Nominations for the 2015 Harrold and Notkin Research and Graduate Mentoring Award are open through November 3rd, 2014. Read on to learn more about the award and the inspirational people for whom it was named. Nominate someone today.
On May 19th, 2014, Dr. Nancy Amato of Texas A&M University received the inaugural NCWIT Harrold and Notkin Research and Graduate Mentoring Award. The award is given in memory of Mary Jean Harrold and David Notkin, in honor of their outstanding research, graduate mentoring, and diversity contributions. It recognizes faculty members who, like Amato, have combined outstanding research accomplishments with excellence in graduate mentoring and who have served as advocates for recruiting, encouraging, and promoting women and minorities in computing fields.
“Being selected as the first recipient of this award means a lot to me as both Mary Jean and David mentored me and helped me decide to take on what have been some of my most rewarding activities,” said Amato.
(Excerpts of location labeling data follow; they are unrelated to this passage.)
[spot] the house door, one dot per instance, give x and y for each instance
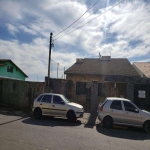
(1, 91)
(142, 95)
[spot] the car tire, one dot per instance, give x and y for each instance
(71, 116)
(108, 122)
(147, 127)
(37, 113)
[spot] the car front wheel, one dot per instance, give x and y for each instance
(147, 127)
(71, 116)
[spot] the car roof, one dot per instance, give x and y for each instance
(51, 94)
(117, 98)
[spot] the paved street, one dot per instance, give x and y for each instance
(26, 133)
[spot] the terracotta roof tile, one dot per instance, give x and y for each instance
(143, 67)
(115, 66)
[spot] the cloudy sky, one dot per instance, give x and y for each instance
(122, 30)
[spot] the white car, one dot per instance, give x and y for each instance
(56, 105)
(122, 111)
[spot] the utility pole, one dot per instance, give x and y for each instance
(64, 72)
(57, 70)
(50, 47)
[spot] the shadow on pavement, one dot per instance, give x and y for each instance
(124, 132)
(50, 121)
(91, 121)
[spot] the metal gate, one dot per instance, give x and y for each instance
(142, 96)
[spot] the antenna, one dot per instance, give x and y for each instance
(100, 55)
(110, 54)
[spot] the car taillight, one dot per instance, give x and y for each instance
(101, 108)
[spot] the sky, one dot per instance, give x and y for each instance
(112, 27)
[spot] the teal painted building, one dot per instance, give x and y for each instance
(10, 70)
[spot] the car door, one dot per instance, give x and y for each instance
(116, 111)
(46, 104)
(59, 108)
(132, 115)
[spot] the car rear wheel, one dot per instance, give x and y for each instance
(37, 113)
(71, 116)
(108, 122)
(147, 127)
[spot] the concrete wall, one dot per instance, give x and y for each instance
(19, 93)
(16, 74)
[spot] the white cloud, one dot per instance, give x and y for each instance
(27, 30)
(12, 29)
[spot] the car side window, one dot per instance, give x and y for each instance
(129, 107)
(39, 99)
(116, 105)
(57, 99)
(47, 99)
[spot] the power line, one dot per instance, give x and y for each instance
(56, 63)
(90, 20)
(77, 19)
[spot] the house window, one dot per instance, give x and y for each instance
(9, 69)
(80, 88)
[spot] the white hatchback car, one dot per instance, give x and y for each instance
(122, 111)
(56, 105)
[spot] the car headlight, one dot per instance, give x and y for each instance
(80, 110)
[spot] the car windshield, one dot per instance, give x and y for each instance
(65, 99)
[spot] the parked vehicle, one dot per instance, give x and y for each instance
(122, 111)
(56, 105)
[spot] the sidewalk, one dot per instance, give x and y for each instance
(87, 119)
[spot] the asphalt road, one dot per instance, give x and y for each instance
(26, 133)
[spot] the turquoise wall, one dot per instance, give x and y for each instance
(17, 74)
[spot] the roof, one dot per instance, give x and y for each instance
(114, 66)
(143, 68)
(3, 61)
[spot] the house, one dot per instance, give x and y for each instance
(143, 68)
(8, 69)
(113, 75)
(142, 85)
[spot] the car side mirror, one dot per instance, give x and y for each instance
(62, 102)
(136, 110)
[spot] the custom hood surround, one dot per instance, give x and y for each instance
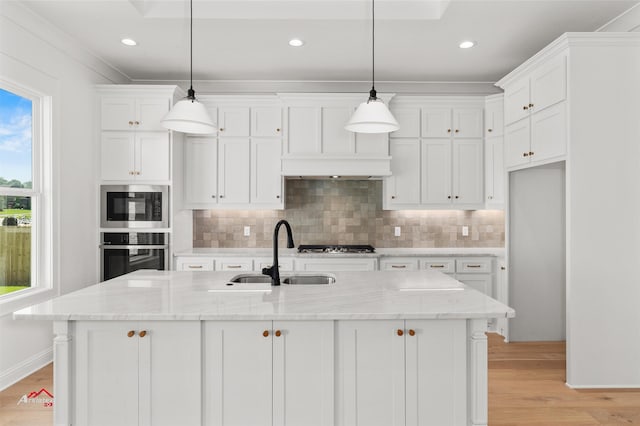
(316, 143)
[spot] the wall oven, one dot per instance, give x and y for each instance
(134, 206)
(124, 252)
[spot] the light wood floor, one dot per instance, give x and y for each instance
(526, 387)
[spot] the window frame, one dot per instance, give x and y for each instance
(41, 287)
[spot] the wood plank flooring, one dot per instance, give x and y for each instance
(526, 387)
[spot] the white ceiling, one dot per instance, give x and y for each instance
(416, 40)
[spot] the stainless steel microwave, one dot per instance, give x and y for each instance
(134, 206)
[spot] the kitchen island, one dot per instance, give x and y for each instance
(185, 348)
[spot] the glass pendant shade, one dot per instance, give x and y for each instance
(189, 116)
(372, 116)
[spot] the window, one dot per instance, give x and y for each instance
(20, 190)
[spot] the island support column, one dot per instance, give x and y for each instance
(477, 364)
(61, 374)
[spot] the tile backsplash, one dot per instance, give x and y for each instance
(347, 212)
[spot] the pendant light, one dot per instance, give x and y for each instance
(372, 116)
(188, 115)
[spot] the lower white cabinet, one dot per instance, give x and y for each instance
(269, 373)
(137, 373)
(418, 375)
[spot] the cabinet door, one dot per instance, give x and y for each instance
(170, 373)
(436, 171)
(468, 172)
(403, 187)
(152, 156)
(335, 139)
(233, 121)
(106, 379)
(266, 171)
(117, 156)
(516, 143)
(149, 113)
(549, 84)
(494, 170)
(372, 388)
(548, 133)
(436, 122)
(118, 113)
(436, 372)
(516, 101)
(266, 121)
(238, 385)
(303, 387)
(200, 170)
(303, 130)
(467, 123)
(233, 170)
(409, 121)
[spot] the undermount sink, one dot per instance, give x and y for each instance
(298, 279)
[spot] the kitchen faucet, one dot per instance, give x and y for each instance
(274, 271)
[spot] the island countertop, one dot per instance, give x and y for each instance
(182, 295)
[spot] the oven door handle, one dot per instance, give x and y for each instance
(138, 247)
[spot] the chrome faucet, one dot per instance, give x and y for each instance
(274, 271)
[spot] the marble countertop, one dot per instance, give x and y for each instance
(183, 295)
(380, 252)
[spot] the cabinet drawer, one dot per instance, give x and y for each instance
(478, 265)
(194, 264)
(264, 262)
(397, 264)
(446, 265)
(234, 264)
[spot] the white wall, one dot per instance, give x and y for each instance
(36, 55)
(603, 216)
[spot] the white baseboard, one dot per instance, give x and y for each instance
(25, 368)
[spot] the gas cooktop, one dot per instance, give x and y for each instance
(336, 248)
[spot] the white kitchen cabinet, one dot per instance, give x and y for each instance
(137, 373)
(266, 121)
(266, 172)
(331, 264)
(233, 170)
(418, 376)
(269, 373)
(135, 156)
(131, 113)
(201, 170)
(402, 188)
(233, 121)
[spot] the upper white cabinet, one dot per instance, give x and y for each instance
(317, 144)
(134, 146)
(437, 160)
(535, 114)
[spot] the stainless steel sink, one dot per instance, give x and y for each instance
(251, 279)
(317, 279)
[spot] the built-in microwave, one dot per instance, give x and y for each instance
(134, 206)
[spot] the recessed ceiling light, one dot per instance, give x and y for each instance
(467, 44)
(296, 42)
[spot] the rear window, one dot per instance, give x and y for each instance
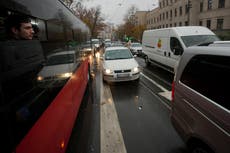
(209, 75)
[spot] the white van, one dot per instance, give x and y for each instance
(163, 47)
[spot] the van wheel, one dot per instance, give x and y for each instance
(147, 61)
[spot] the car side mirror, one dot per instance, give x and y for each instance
(178, 51)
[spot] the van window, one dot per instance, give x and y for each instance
(209, 75)
(175, 45)
(198, 39)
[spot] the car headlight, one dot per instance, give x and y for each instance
(108, 71)
(66, 75)
(135, 69)
(97, 54)
(40, 78)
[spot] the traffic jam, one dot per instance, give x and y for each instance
(75, 78)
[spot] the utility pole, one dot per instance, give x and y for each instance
(189, 6)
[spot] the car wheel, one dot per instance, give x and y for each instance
(200, 148)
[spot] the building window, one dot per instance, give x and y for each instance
(186, 23)
(220, 23)
(180, 10)
(201, 6)
(209, 24)
(209, 4)
(186, 9)
(221, 4)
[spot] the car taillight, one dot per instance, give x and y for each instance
(173, 91)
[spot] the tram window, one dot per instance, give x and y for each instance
(42, 36)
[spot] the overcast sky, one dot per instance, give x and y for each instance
(114, 10)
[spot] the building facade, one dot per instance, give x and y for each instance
(214, 14)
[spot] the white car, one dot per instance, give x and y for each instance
(119, 65)
(57, 69)
(136, 48)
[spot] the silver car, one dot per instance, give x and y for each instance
(119, 65)
(57, 69)
(201, 99)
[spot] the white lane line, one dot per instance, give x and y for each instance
(156, 96)
(166, 93)
(111, 139)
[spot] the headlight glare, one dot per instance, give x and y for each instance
(108, 71)
(136, 69)
(67, 75)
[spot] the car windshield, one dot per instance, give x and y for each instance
(60, 59)
(198, 39)
(136, 45)
(118, 54)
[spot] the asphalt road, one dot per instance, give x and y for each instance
(128, 117)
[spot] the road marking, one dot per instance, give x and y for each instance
(166, 93)
(111, 137)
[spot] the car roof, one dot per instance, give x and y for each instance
(208, 50)
(62, 53)
(115, 48)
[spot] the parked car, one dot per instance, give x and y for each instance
(57, 69)
(220, 43)
(119, 65)
(200, 99)
(136, 48)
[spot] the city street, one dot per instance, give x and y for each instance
(131, 116)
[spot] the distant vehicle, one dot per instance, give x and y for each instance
(57, 70)
(119, 65)
(200, 99)
(108, 42)
(136, 48)
(164, 47)
(86, 49)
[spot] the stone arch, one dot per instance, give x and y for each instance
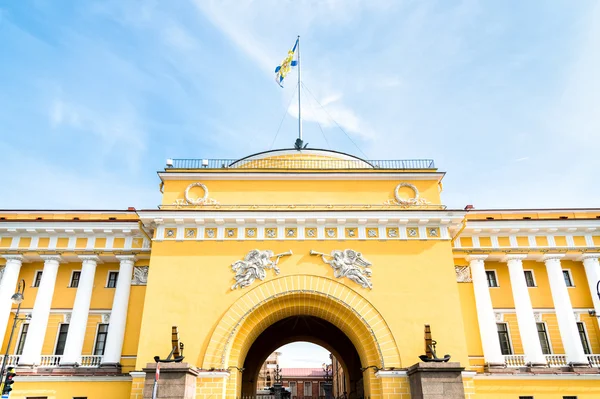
(310, 295)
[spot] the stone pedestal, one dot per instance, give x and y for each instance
(436, 381)
(177, 381)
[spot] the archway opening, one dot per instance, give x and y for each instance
(345, 360)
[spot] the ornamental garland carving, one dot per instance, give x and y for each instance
(188, 200)
(140, 275)
(414, 201)
(254, 266)
(348, 263)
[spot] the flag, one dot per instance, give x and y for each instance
(286, 65)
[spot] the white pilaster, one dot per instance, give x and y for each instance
(118, 315)
(524, 310)
(8, 286)
(81, 309)
(485, 312)
(592, 271)
(41, 310)
(567, 325)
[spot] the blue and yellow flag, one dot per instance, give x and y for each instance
(286, 65)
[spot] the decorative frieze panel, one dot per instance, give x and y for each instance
(463, 274)
(140, 275)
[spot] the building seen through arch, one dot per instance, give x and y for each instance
(358, 256)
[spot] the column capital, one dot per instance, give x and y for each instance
(590, 255)
(126, 258)
(89, 258)
(14, 257)
(471, 257)
(510, 257)
(550, 257)
(50, 258)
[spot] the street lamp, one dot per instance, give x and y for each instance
(17, 299)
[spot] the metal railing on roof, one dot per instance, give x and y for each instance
(286, 163)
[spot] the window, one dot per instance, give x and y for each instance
(112, 279)
(38, 278)
(491, 276)
(568, 278)
(100, 339)
(543, 335)
(75, 279)
(62, 339)
(307, 388)
(529, 278)
(583, 336)
(504, 338)
(22, 338)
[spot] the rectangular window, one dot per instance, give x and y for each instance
(22, 338)
(544, 341)
(307, 388)
(75, 279)
(583, 336)
(100, 339)
(62, 339)
(504, 338)
(529, 278)
(38, 278)
(568, 279)
(491, 276)
(112, 279)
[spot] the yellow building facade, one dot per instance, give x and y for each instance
(244, 256)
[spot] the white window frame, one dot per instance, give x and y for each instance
(570, 277)
(547, 335)
(532, 276)
(19, 337)
(512, 350)
(96, 338)
(495, 276)
(587, 337)
(35, 278)
(108, 278)
(71, 279)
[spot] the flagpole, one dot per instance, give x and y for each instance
(299, 91)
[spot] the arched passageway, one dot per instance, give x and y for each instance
(303, 328)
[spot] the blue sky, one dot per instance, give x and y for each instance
(95, 95)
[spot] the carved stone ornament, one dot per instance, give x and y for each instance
(254, 266)
(463, 274)
(199, 200)
(415, 200)
(348, 263)
(140, 275)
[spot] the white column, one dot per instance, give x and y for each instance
(592, 271)
(525, 317)
(81, 309)
(118, 315)
(32, 350)
(8, 286)
(567, 325)
(485, 312)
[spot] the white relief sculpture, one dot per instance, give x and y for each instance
(254, 266)
(415, 200)
(140, 275)
(463, 274)
(199, 200)
(348, 263)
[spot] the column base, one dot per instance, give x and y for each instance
(436, 380)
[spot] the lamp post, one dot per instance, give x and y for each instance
(17, 299)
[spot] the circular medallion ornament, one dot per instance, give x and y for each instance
(410, 201)
(198, 200)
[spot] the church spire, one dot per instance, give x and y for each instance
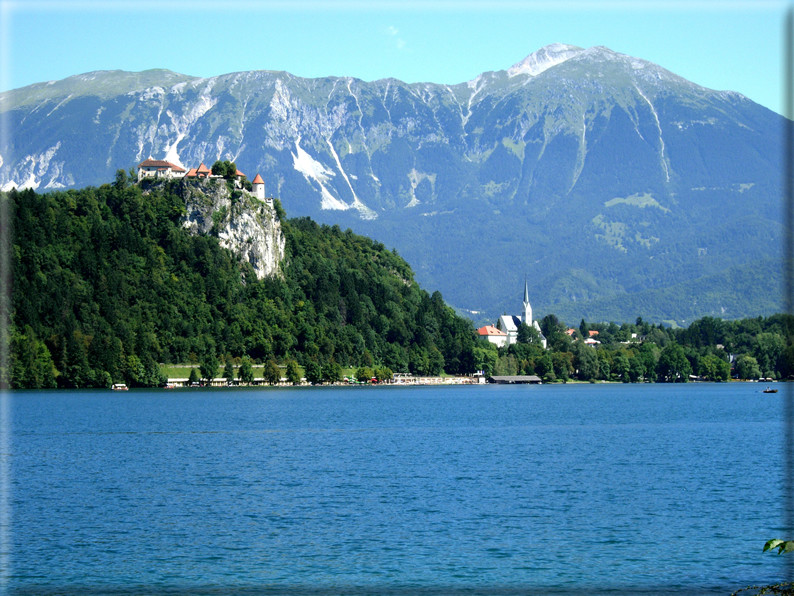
(527, 307)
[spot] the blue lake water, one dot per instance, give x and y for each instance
(527, 489)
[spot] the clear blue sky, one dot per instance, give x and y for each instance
(725, 45)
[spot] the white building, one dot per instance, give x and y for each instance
(155, 168)
(510, 323)
(258, 186)
(493, 335)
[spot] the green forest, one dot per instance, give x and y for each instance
(108, 287)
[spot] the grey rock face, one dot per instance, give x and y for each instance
(245, 225)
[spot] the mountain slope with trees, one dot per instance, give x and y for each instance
(108, 283)
(611, 182)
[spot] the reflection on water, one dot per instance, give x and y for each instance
(638, 488)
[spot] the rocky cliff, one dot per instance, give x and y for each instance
(243, 224)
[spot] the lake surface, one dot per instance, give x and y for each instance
(646, 489)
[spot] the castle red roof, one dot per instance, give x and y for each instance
(160, 164)
(490, 330)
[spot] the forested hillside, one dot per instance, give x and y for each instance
(108, 283)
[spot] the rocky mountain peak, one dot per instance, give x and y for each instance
(543, 59)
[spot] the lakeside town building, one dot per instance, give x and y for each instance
(506, 331)
(158, 168)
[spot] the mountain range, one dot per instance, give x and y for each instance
(618, 188)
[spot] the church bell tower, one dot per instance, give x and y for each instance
(527, 308)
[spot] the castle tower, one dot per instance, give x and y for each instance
(259, 187)
(527, 308)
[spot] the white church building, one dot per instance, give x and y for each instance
(509, 323)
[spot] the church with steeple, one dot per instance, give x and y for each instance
(510, 323)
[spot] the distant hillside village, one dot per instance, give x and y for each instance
(157, 168)
(506, 331)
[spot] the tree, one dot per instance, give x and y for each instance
(384, 374)
(314, 372)
(584, 329)
(715, 368)
(332, 372)
(527, 334)
(747, 367)
(31, 366)
(246, 371)
(227, 169)
(586, 361)
(293, 372)
(364, 374)
(228, 371)
(673, 366)
(621, 367)
(209, 367)
(767, 349)
(272, 372)
(636, 368)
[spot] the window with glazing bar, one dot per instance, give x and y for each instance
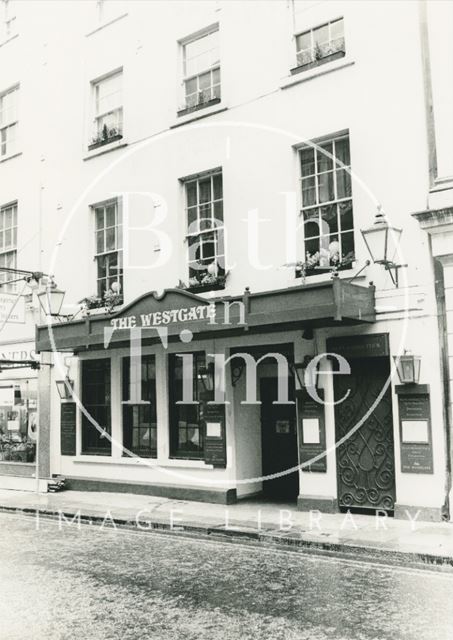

The award was suggested by Dr. John Bennett, a member of the NCWIT Board of Directors. “It was my good fortune to know both Mary Jean Harrold and David Notkin, to see first-hand the profound positive impact that they had on so many students and colleagues, and to benefit personally from their extraordinary mentorship,” said Bennett, Professor of Computer Science and Associate Vice Chancellor, University of Colorado Denver. “This award honors and sustains that legacy, and highlights the critical importance of mentorship, particularly for those individuals – women, minorities and first generation students – who are so poorly represented in our profession.”
Mary Jean Harrold was a Professor of Computer Science at Georgia Tech. There she founded the Aristotle Research Group, which focused on the analysis and testing of large, evolving software, fault localization and failure identification using statistical analysis and visualization, and monitoring deployed software to improve quality. She was a role model and mentor to many men and women in computing, both students and faculty. “Mary Jean was the Director of the Distributed Research Experiences for Undergraduates program before me,” explained Amato. “And, I still remember going to Georgia Tech for her to show me how the program worked, including all the subtle considerations to take into account during the process of matching students with mentors for their summer research projects. Over the years, I’ve passed on that same advice to all the subsequent co-directors.”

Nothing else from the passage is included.